Hi guys,
I'm one of the guys running the Ms. Pac-Man vs Ghosts competition, mainly working in the website.
What's with academics and Java?
This competition is run just by two: a postdoc and a phd student. Obviously we're not working on this full time (this is just a hobby), and we don't have the time nor the knowledge to open the competition to 20 programming languages between the two of us. In other words, we don't have the power of the aichallenge in servers or number of people. In fact, we just have one server at the moment for running the games! Plus the website hosted in Heroku. If more people wanted to help us we would be more than happy to allow more programming languages for the next iteration of the competition (this is run 2-3 times a year).

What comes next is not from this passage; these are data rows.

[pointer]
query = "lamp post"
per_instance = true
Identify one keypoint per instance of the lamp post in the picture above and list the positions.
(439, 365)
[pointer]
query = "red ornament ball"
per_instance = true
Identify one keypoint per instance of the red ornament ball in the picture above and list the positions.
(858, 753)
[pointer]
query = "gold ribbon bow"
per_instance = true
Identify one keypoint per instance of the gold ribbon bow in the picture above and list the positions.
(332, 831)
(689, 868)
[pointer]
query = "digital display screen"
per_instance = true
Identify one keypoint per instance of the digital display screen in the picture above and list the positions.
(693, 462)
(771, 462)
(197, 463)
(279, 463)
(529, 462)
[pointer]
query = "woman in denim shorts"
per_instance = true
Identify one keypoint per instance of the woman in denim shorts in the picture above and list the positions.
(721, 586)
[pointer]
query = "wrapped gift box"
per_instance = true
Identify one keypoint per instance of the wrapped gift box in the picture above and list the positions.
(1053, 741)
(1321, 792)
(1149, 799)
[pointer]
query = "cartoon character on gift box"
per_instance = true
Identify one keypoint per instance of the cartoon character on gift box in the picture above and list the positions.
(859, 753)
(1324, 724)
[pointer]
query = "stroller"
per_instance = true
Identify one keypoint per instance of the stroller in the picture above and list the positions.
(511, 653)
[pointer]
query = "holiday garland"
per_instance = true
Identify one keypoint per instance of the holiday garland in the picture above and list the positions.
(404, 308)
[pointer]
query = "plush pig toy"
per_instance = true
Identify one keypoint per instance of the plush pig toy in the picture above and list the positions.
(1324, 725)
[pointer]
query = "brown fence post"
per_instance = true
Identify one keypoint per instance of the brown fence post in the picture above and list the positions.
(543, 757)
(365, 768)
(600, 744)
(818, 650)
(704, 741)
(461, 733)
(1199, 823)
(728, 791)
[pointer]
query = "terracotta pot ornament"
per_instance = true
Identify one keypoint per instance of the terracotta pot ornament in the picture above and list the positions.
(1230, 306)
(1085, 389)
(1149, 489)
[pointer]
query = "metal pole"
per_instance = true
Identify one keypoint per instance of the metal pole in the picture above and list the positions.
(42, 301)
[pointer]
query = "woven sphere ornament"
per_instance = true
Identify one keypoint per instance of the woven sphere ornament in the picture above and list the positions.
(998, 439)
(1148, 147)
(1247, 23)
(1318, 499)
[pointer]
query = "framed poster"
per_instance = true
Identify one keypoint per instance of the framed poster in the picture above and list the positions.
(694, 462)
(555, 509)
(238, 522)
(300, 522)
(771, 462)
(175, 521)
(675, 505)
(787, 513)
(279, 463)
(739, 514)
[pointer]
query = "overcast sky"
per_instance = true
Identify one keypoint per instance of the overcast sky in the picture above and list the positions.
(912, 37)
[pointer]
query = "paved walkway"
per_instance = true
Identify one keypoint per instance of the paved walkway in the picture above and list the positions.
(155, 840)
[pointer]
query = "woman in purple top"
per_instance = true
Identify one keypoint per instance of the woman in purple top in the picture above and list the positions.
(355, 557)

We decided to use just one programming language. I don't love Java, I don't hate it neither, but unfortunately is probably the most popular language in most universities and this is an academic competition (IEEE conference), so this is why we chose it. Correct me if I'm wrong, but I think most universities now start teaching Python and Java, and Python is much slower than Java (not that Java is fast, but is not as slow as Python, and in this kind of games tree search speed is important), so this is why we went with Java. However, by looking at the rankings of the aichallenge, I can see that C/C++ might have been a better option! I don't know if that's because C/C++ is more popular in the aichallenge, or because the best programmers do C/C++ and ended up in top of the rankings.
Would it kill them to allow java bytecode submissions?

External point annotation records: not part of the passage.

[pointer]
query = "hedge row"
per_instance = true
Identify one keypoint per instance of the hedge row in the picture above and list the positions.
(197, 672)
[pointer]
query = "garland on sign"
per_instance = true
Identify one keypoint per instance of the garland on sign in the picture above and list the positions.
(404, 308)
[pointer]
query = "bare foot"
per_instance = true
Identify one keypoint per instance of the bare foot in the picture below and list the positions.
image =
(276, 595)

You're right! JRuby, Jython, Scala, Clojure would be easy to integrate! But again, we don't have too much time right now to add new stuff. But if anyone wants to help you are more than welcome!

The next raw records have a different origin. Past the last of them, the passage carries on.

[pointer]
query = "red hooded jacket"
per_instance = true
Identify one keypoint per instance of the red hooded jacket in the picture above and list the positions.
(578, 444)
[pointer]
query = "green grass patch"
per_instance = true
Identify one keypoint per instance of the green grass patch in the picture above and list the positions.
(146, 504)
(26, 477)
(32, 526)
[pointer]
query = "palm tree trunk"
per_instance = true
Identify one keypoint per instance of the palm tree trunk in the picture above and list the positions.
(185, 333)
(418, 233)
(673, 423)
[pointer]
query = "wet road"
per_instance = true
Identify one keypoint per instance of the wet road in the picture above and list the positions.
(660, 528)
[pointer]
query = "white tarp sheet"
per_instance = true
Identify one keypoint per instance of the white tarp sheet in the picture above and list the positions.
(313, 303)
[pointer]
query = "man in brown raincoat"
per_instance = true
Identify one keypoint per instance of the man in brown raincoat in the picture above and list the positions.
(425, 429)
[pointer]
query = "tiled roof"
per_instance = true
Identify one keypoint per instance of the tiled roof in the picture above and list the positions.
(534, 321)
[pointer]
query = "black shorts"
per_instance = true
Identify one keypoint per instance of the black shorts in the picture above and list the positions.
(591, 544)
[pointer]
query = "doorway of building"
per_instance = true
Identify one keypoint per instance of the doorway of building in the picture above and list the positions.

Anyway, they definitely need a better visualizer.
I totally agree! I wrote the javascript replays, and to be honest it was my first time writing something like this in Javascript, and it definitely can be improved. The game state representation is ultra heavy, but we'll improve it for the next iteration.
But c'mon guys, the algorithm and the heuristics are more important in this type of competitions, don't be Java haters and submit a controller!

BTW, when is the next aichallenge? Do you guys know the game that will be used?